Last week we published an oped in the Wall Street Journal that began like this:
Over the last several decades, the cost of electricity from solar panels has declined dramatically, while the cost of building new nuclear plants has risen steadily. This has reaffirmed the long-standing view of many environmentalists that it will be cheaper and easier to reduce global warming emissions through solar electricity than with new nuclear plants. But while continuing price declines might someday make solar cheaper than nuclear, it's not true today. Yet the mythmaking persists.

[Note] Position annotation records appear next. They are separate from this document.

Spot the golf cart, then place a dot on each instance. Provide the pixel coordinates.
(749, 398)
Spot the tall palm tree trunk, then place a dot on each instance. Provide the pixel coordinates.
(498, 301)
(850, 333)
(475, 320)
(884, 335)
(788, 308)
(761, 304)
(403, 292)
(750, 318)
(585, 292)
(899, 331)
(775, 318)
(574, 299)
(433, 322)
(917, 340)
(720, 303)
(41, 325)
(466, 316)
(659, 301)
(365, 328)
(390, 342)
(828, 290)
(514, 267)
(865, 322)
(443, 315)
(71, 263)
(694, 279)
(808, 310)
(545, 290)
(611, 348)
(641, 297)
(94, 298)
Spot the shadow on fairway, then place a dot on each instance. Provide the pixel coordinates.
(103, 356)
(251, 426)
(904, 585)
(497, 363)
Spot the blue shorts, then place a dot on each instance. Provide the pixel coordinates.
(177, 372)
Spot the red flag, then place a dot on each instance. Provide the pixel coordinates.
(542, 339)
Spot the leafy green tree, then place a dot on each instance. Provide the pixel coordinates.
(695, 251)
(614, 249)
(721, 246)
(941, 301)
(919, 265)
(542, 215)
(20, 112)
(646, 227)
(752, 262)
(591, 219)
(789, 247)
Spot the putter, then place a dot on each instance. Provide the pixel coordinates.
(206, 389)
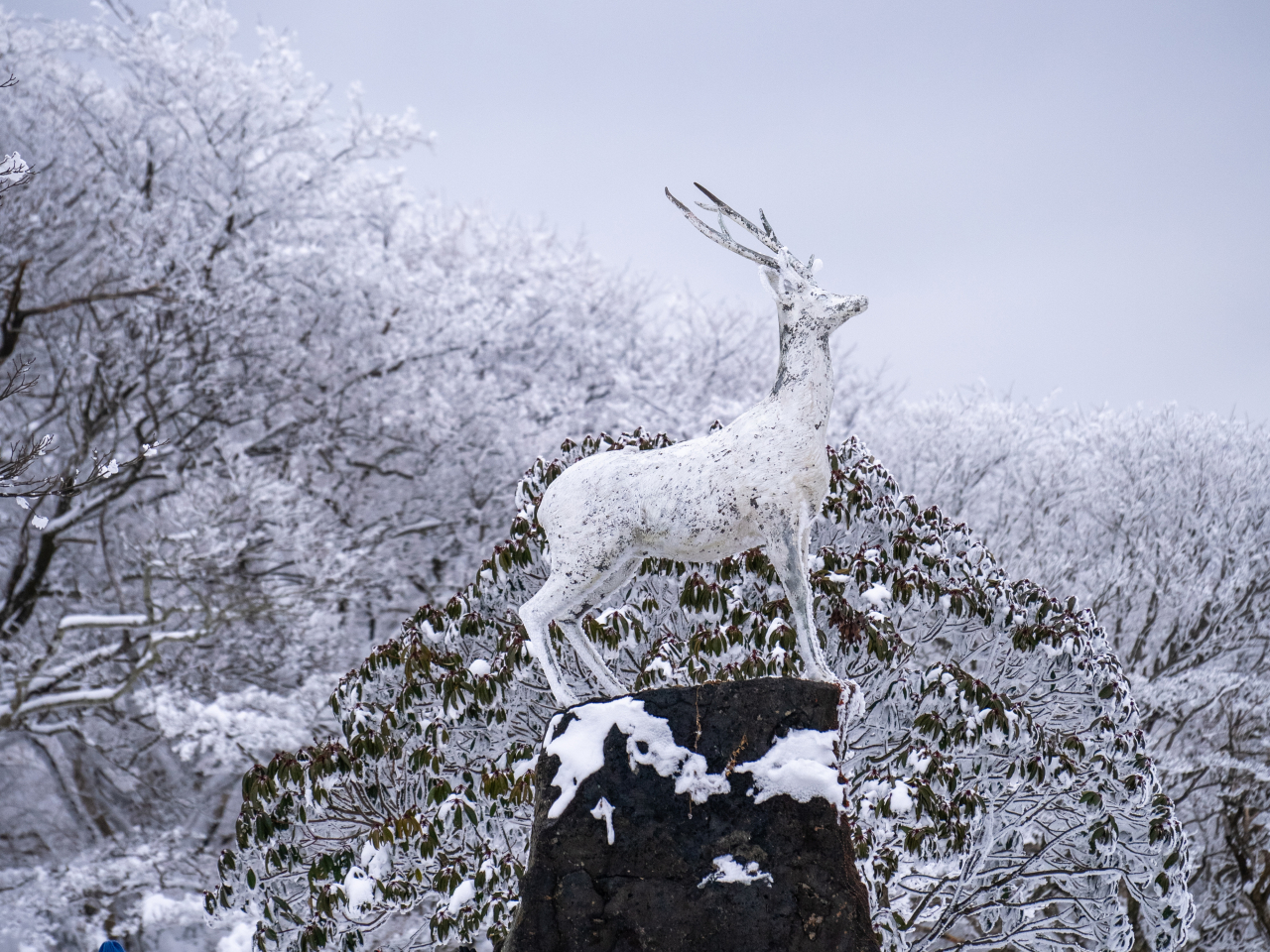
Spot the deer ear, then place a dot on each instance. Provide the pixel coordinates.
(770, 280)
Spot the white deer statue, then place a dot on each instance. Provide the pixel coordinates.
(758, 481)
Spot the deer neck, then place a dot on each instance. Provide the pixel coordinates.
(804, 382)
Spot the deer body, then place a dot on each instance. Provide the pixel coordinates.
(758, 481)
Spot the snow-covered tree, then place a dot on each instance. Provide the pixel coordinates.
(1161, 524)
(287, 402)
(1001, 789)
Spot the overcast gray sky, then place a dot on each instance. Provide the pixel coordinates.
(1047, 197)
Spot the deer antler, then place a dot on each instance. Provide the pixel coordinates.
(721, 238)
(725, 211)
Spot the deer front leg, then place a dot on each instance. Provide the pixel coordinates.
(563, 598)
(536, 626)
(788, 553)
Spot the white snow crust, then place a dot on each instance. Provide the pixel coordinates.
(728, 870)
(649, 742)
(802, 765)
(604, 811)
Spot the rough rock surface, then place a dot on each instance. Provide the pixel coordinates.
(645, 892)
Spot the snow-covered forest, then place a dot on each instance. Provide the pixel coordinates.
(262, 404)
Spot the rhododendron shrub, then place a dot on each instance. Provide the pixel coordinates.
(1001, 792)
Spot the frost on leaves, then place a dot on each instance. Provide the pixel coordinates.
(998, 782)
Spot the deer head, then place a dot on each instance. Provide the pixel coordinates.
(789, 281)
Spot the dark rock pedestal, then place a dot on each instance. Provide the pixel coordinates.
(644, 892)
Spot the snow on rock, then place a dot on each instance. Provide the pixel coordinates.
(728, 870)
(801, 765)
(604, 811)
(580, 748)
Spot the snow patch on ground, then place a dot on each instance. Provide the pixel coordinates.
(649, 742)
(801, 765)
(728, 870)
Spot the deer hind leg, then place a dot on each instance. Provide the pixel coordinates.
(788, 552)
(564, 598)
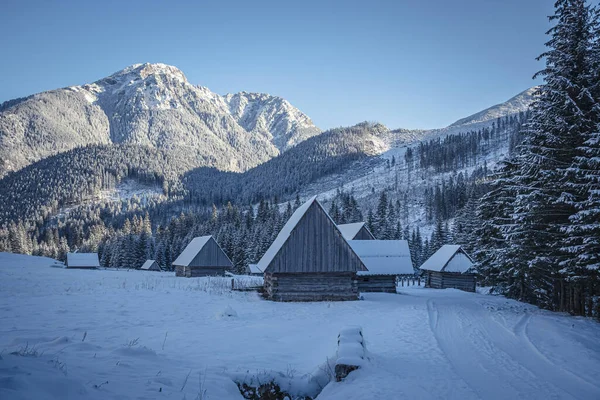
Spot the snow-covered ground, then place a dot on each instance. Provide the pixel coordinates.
(105, 334)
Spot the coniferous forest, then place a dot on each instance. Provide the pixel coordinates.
(531, 221)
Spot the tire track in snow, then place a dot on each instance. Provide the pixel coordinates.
(584, 386)
(490, 358)
(433, 316)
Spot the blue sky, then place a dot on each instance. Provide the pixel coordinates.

Misleading claims about solar's readiness might be excused as the exaggerations of enthusiasts if the claims weren't coming from environmentalists who believe that global warming is a planetary emergency. If they were really serious about the need to move to zero carbon energy, they would see nuclear energy as the obvious answer.
The only nations in the world that have achieved emissions reductions at a pace and scale that begins to approach what will be necessary to mitigate global warming are France and Sweden. Both did so by switching to nuclear energy. France shifted over 80% of its electricity to nuclear in about two decades. Renewable energy, despite decades of public subsidies, can make no such claim.
Warning of the end of the world and delivering the good news about solar and wind plays well with green audiences, but anyone truly concerned about climate change will need to reconsider their opposition to nuclear. It is the best chance we have to make big reductions in carbon emissions quickly.